Timothy DuWhite is a Black, queer, poz-writer/artist based out of Brooklyn, NY. A majority of his work circles around the intersections of state & body, state & love, and state & mind. All Timothy desires is a different/newer world and believes the written word is one tool that could be used towards achieving that goal.
John-Martin Green, Ed.D is Founder of The Gatekeeper’s Collective (TGC), (thegatekeeperscollective.com), a resiliency enhancement network of same-gender-loving (SGL) African descended men which works to facilitate identity reformation, empowerment, health promotion, and wellness.
As Co-Founder and Co-Artistic Director of Blackberry Productions Documentary Theatre Company, John-Martin develops and produces theater that sheds light on issues impacting our communities, and creates forums for a multiplicity of voices and perspectives in solutions-focused reflection.
Currently, Dr. Green teaches community health and interpersonal relations at Hostos College, of the City University of New York, and has taught theatre at New School University, Brooklyn College, and SUNY campuses at Old Westbury and Nassau Community College.
Britton Williams, MA, RDT, LCAT, holds a master’s degree in Drama Therapy (NYU), and is a registered drama therapist and Licensed Creative Arts Therapist. She has experience working with children, adolescents, and adults in a variety of settings including: schools, residential treatment facilities, domestic violence shelters, day treatment programs, and acute care. She is an adjunct professor in the Program in Drama Therapy at NYU and works in private practice with adults and adolescents.

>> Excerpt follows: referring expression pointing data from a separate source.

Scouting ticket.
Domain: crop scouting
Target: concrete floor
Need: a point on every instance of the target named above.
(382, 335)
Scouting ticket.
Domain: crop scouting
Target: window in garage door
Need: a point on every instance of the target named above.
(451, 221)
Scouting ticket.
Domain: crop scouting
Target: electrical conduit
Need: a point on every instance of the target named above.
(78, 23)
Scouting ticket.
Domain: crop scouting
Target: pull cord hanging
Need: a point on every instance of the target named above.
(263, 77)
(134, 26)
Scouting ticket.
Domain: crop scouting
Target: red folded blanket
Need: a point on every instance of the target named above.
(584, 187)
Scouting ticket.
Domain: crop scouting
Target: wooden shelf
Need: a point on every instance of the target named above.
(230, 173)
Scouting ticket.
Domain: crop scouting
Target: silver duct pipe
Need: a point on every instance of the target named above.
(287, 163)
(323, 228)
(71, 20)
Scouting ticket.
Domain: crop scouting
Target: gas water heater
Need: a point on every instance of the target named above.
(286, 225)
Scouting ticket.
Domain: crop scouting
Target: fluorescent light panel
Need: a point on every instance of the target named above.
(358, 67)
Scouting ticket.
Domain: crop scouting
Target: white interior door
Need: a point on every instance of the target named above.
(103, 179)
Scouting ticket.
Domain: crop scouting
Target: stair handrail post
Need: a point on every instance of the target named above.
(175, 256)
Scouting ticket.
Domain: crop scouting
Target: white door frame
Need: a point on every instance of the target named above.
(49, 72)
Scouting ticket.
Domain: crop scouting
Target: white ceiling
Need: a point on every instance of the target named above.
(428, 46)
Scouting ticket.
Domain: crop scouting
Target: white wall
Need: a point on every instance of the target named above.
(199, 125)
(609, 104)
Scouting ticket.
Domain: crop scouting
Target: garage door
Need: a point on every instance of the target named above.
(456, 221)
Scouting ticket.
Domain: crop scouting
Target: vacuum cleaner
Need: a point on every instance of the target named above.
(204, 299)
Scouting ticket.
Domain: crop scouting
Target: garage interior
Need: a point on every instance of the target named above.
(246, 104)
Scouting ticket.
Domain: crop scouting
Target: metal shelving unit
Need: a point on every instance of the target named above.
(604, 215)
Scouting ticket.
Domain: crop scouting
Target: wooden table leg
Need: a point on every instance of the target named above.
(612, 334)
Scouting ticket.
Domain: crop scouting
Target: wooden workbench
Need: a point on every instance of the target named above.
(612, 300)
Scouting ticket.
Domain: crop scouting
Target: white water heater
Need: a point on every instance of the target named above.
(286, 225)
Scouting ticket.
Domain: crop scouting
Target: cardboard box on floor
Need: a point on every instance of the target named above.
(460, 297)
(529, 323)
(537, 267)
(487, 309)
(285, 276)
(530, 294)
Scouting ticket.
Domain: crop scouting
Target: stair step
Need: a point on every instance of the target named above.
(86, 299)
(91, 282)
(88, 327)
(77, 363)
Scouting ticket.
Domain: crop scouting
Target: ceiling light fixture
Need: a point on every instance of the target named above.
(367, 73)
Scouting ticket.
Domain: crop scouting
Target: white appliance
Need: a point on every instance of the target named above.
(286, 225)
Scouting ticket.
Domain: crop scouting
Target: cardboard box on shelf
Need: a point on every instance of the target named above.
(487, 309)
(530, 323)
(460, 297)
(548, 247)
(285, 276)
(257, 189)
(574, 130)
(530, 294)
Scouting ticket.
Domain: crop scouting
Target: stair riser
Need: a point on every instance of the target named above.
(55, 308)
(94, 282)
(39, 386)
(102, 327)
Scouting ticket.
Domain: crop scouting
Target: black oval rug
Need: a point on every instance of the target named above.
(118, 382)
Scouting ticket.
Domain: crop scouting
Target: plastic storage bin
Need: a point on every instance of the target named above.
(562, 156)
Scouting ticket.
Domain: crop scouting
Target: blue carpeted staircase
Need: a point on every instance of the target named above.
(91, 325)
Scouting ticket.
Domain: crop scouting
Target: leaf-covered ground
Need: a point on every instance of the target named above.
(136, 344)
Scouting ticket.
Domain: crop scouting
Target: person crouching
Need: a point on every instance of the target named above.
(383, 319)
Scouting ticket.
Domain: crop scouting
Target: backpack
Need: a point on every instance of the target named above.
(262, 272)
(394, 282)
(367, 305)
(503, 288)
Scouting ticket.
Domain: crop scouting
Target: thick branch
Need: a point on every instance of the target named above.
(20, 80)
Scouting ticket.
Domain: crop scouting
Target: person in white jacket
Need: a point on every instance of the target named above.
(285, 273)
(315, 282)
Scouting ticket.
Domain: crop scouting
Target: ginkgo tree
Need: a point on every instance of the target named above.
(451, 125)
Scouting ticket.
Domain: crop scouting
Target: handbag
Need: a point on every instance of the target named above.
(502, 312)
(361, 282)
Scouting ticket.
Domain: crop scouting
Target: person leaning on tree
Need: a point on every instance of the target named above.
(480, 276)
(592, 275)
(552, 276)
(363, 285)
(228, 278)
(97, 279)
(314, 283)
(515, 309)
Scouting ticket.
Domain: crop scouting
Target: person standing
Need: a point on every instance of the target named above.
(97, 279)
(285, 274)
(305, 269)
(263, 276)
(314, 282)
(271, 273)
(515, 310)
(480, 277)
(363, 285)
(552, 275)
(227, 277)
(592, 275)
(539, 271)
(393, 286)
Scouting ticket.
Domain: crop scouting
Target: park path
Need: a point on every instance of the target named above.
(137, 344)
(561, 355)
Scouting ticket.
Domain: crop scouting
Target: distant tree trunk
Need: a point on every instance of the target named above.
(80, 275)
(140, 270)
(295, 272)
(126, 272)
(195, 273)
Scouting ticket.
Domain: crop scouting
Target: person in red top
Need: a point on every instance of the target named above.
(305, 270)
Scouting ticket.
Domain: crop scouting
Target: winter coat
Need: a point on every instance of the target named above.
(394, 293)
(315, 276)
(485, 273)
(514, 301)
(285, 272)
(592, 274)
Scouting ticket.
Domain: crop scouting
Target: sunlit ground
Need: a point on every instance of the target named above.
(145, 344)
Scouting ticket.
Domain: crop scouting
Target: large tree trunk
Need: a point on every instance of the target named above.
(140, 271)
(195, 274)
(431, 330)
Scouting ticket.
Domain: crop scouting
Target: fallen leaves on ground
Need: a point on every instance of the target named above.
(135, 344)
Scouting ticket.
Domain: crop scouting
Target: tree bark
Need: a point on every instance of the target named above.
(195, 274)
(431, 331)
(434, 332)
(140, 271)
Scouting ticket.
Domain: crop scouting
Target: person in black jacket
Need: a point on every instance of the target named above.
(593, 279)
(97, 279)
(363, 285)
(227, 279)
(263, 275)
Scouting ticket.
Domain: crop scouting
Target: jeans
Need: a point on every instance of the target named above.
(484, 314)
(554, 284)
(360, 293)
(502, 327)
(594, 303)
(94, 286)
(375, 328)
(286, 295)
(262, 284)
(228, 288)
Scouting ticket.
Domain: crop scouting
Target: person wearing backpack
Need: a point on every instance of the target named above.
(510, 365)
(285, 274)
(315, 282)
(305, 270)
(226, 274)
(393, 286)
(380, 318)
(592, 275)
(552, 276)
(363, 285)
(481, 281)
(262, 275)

Britton’s work extends to non-clinical settings. In this capacity, she uses creative and embodied techniques with organizations, companies, schools, and universities to help guide and facilitate discussions on: cultural humility and awareness; implementing creativity in the workday for increased employee engagement, team-building, and productivity; and self-care. She recently directed turbulence, a therapeutic theatre piece, through the Program in Drama Therapy (NYU) as part of the Theatre and Health Lab’s As Performance series. turbulence was co-created and developed by Black, People of Color (BPOC) clinicians, students, and creatives and explored BPOC experiences in clinical settings and the larger world.
Britton has published and presented on: the impact of assumptions, biases, and stereotypes on individuals, relationships and communities; creative and embodied approaches to clinicians’ self- assessment; and developing a relational-role theory framework and protocol. Britton is pursuing her doctoral degree in the PhD Program in Social Welfare at the Graduate Center (CUNY) where she will be a member of the inaugural Mellon Humanities Public Fellows cohort.